Céleste
Dieu et Fanatisme
"Mes frères, aujourd'hui est un grand jour. Aujourd'hui, nous allons montrer aux elfes la puissance de Son bras. Aujourd'hui, ces longues oreilles aux croyances impies vont être purifiés. Tous devront reconnaître Sa puissance, et nous considérer comme Ses élus. Ils ont essayé de nous chasser, nous, Ses émissaires alors que nous voulions leur montrer la voie du salut. Aujourd'hui, nous ne sommes plus pardon mais vengeance. Mes frères, je vous souhaite bonne chance dans votre mission sainte. Qu'Il daigne vouloir vous accompagner."
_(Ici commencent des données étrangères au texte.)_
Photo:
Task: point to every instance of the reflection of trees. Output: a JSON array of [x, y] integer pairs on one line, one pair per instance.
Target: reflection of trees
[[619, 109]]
Le Haut-Saint, un petit homme ventripotent plaça sa main sur sa poitrine, s'inclina, puis descendit les marches de l'estrade avec difficulté. Il s'éclipsa, invisible au milieu de ses gardes du corps, alors que nous étions menés dans la citadelle. Hier, toutes les Capes Bleues d'Ithnawaith avaient été convoquées. Le Roi Aldïss venait de promulguer des lois pour nous expulser du pays, soi-disant à cause de nos idées dangereuses. Nous nous trouvions à une heure de route de Rolmen, la capitale du pays. Le Haut-Saint nous avait dit que tous nos frères là-bas avaient été exterminés par la Garde. Terrassé par ces nouvelles, il avait déclaré une guerre sainte contre ces hérétiques de non-humains. Nous leur avions tendus la main, pour qu'elle nous soit mordu violemment. Je tremblais de rage rien qu'à y penser. Un homme vêtus de noir, imposant, me coupa dans mes réflexions. Sans un mot, il tendit la main vers la grande table qui trônait au milieu de la salle. Je m'en approchai, ému par ce grand moment. Je pris un des étranges harnais qui étaient posés dessus, l'enfila avant de rejoindre mon groupe.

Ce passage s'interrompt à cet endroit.